太陽光発電 固定価格買い取り制度活用。鉄道各社、遊休地で新たな収益源を!
自然エネルギーで発電した電力を買い取る「固定価格買い取り制度」を活用し、鉄道各社が太陽光発電事業に相次いで参入している。JR西日本や小田急電鉄、東武鉄道をはじめ、JR東日本や東京メトロは自社の鉄道運行や駅施設で使用している。多くの土地を抱える鉄道各社は、低リスクの資産活用策として太陽光発電に期待している。

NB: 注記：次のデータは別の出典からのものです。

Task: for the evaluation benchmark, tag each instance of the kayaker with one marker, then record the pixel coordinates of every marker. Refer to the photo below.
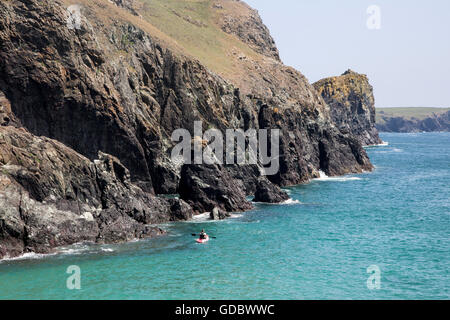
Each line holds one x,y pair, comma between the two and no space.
203,234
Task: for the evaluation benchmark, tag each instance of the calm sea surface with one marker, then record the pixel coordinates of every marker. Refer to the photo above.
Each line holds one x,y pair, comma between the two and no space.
318,247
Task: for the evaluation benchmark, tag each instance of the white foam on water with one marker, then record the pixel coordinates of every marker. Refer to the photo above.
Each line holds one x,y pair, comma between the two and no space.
324,177
383,144
292,201
201,217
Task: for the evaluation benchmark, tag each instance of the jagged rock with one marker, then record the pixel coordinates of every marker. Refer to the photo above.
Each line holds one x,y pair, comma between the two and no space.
119,89
246,176
51,196
268,192
206,187
350,97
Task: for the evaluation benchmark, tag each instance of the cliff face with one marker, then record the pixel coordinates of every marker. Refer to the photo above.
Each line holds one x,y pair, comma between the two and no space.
350,97
52,196
433,123
119,85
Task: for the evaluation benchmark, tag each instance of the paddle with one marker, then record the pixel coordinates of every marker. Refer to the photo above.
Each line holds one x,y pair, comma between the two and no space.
197,235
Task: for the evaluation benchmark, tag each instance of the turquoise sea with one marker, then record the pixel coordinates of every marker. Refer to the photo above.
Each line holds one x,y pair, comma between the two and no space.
317,247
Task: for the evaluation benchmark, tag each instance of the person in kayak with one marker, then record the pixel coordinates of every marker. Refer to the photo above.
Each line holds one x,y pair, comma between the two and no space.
203,235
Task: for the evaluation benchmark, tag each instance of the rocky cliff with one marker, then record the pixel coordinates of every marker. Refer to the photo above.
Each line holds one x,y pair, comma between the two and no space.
52,196
120,83
350,97
432,123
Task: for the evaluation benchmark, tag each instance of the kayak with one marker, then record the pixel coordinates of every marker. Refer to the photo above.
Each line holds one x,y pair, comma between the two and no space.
203,240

JR西日本は、山口県内に所有する未利用地(9万平方メートル)に出力5000キロワットの大規模太陽光発電所(メガソーラー)を建設予定。年間発電量は約510万キロワット時。一般家庭約1020世帯相当分を見込んでおり、発電した電気は固定価格買い取り制度を使って中国電力に販売する。
今夏に着工、2014年冬からの稼働を目指す。建設場所は、現在、使っていない元産業廃棄物処理場。、同社は「遊休地の有効活用の一環」と説明している。

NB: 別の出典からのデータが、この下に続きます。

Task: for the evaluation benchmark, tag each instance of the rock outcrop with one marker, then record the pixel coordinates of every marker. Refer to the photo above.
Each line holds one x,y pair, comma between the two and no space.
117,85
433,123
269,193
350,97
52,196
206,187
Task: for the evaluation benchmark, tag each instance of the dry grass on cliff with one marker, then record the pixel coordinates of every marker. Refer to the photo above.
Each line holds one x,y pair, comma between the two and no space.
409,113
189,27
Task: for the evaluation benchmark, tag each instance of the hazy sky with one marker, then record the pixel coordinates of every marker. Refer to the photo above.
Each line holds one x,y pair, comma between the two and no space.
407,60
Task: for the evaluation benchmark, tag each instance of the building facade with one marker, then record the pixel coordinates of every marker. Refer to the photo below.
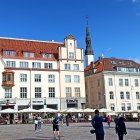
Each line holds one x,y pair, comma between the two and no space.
113,84
41,74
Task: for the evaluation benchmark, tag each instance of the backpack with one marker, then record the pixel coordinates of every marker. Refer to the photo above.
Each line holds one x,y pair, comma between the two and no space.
55,121
97,124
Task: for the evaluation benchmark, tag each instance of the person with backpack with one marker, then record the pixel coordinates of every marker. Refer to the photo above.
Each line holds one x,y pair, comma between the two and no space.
56,126
121,128
108,120
97,123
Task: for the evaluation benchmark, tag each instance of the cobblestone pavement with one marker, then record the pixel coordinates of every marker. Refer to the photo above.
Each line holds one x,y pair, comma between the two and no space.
76,131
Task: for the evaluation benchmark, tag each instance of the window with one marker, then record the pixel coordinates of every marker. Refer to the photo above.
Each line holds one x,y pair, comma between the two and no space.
51,78
28,54
127,95
136,83
111,95
126,82
51,92
68,92
110,81
76,66
123,106
10,63
137,95
76,79
98,82
138,106
122,95
36,65
37,77
128,106
23,92
112,107
8,92
67,78
37,92
71,55
67,66
48,65
9,53
77,92
24,65
23,77
99,95
120,82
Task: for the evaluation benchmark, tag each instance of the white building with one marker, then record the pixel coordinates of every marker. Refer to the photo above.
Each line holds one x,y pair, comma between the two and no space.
113,84
41,74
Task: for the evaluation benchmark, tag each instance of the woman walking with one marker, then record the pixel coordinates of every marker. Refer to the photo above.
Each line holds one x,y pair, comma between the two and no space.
121,128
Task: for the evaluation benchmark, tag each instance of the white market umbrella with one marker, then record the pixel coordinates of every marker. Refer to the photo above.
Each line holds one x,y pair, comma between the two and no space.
89,110
49,110
63,110
9,110
28,110
80,110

東武鉄道は、子会社の東武エネルギーマネジメント(東京都墨田区)が3月、栃木県佐野市でメガソーラーの工事を開始。東武鉄道が保有する東武佐野線葛生(くずう)駅南側の約1万6000平方メートルの鉄道貨物ヤード跡地を活用。出力1000キロワット、年間発電電力量は128万キロワット時と一般家庭約350世帯分を想定。固定価格買い取り制度を活用し、7月の発電開始を目指す。
小田急電鉄や名古屋鉄道グループも、固定価格買い取り制度を活用して太陽光発電事業に参入すると発表。
一方、JR東日本は京葉車両センター(千葉市美浜区)の空き地などに面積6600平方メートル、出力1050キロワットの太陽光パネルを敷き詰め、13年度中に発電を開始する。発電した電力は同センターの事務所などで使うほか、電車の運行にも活用する計画。
東京メトロも自社施設で使う電力を太陽光発電から賄う。13年度中に東西線の地上駅で太陽光発電設備を設置。西葛西から西船橋までの8駅合算の出力は約1000キロワット、年間発電量は約100万キロワット時を見込む。
すでに妙典駅(出力253キロワット)や浦安駅(98キロワット)に設置済みで、各駅でエスカレーターやエレベーターなど設備を動かすのに使用しているほか、発電量が多い場合は隣接駅に融通する。発電した分を必ず使い切れるため、固定価格買い取り制度を活用しなかったという。
鉄道各社の相次ぐ太陽光発電事業への参入は、遊休地などを活用し、収益源として活用する狙いがある。固定価格買い取り制度は、国が再生可能エネルギーを普及させるため創設した。事業用の出力10キロワット以上なら20年間にわたって同じ価格で買い取ることを電気事業者に義務づけており、「確実に収益が見込める」(鉄道大手)。このため、鉄道各社の背中を押しているようだ。